В этот момент дежурный отхлебнул из пузырька и поперхнулся, ибо не ожидал, что спирт будет неразбавленным. Судорожно ища рукой какую-нибудь сухую корочку, кусочек чего-нибудь, чтобы закусить, или воды на запивку, дежурный случайно нажал локтем на одну из клавиш селектора, и возмущенный голос Алевтины, размноженный репродукторами, загромыхал над залом ожидания, будя спящих на узлах и чемоданах транзитных пассажиров, вскакивающих и продирающих ополоумевшие глаза, как при пожаре. Громовые раскаты женского гнева сотрясали бесприютно жмущихся друг к другу внутри равнодушного к ним вокзала бронзовых Маркса, Энгельса, Ленина, похожих на транзитников, так и не доставших билеты. Четвертый пьедестал рядышком был пуст, и на нем, вместо когда-то стоявшего Сталина, дрых нежно прижимающий одноногую голую куклу к груди, заросший седой щетиной бомж в генеральской фуражке, которого не мог пробудить даже Алевтинин иерихонский голос:

– Никогда не звони мне, Пальчиков! Звони Гдляну и Иванову! Штирлицу и Юлиану Семенову! Мегрэ и Сименону! Шерлоку Холмсу и доктору Ватсону! А меня оставь! Оставь меня с моими анакондами, боаконстрикторами, питонами, гадюками, ужами! Мне с ними лучше, чем с тобой, Пальчиков! Значительно лучше! Все!

И как заключительный аккорд, оглушая переполошенный вокзал, грянули короткие телефонные гудки, похожие на паровозные.

Дежурный, запоздало спохватившись, выключил селектор.

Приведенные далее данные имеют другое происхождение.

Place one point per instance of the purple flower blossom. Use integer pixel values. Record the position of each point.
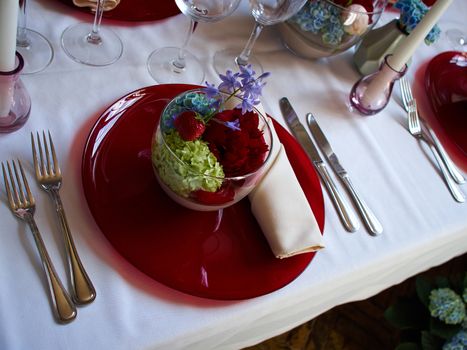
(247, 104)
(243, 85)
(211, 90)
(247, 74)
(229, 82)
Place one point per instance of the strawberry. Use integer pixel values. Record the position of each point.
(189, 126)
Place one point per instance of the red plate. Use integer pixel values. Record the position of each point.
(207, 254)
(445, 84)
(137, 10)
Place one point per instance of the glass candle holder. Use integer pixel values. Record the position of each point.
(15, 103)
(371, 93)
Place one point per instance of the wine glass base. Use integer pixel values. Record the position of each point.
(77, 45)
(457, 39)
(162, 69)
(225, 60)
(36, 51)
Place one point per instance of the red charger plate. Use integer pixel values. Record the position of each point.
(208, 254)
(137, 10)
(445, 82)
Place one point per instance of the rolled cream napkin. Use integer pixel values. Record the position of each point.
(108, 4)
(281, 208)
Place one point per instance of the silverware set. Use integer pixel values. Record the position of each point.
(22, 204)
(423, 132)
(344, 210)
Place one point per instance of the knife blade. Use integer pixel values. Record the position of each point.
(369, 218)
(347, 216)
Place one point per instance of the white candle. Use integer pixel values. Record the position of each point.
(410, 43)
(8, 27)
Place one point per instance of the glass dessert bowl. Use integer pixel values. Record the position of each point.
(206, 153)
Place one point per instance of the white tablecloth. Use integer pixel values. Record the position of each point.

– Извините, что я сделал ваш личный разговор достоянием общественности. Синдром гласности, – пожал плечами дежурный, по-честному возвращая лишь наполовину опорожненный пузырек. – Кстати, насчет цитаты: «Скажи-ка мне, красавица, что ты делала сегодня на кровле…» Знакомые слова… Даже, по-моему, со школы. А там еще не было такого: «Где не будет лучше, там будет хуже, а от худа до добра опять недалеко»?

– Было… – сказал Пальчиков, с надеждой хватая его за рукав. – Но откуда это, откуда?

К сожалению, дежурный не сумел вспомнить.

По приезде Пальчикову снова пришлось ночевать в своем рабочем кабинете в МВД.

Ему всучили одно вроде бы крошечное, но любопытное дело. С фабрики «Красная игрушка» то и дело крупными партиями пропадали дорогие электронные луноходики, а потом появлялись у спекулянтов возле «Детского мира», в Измайлове, в переходах метро.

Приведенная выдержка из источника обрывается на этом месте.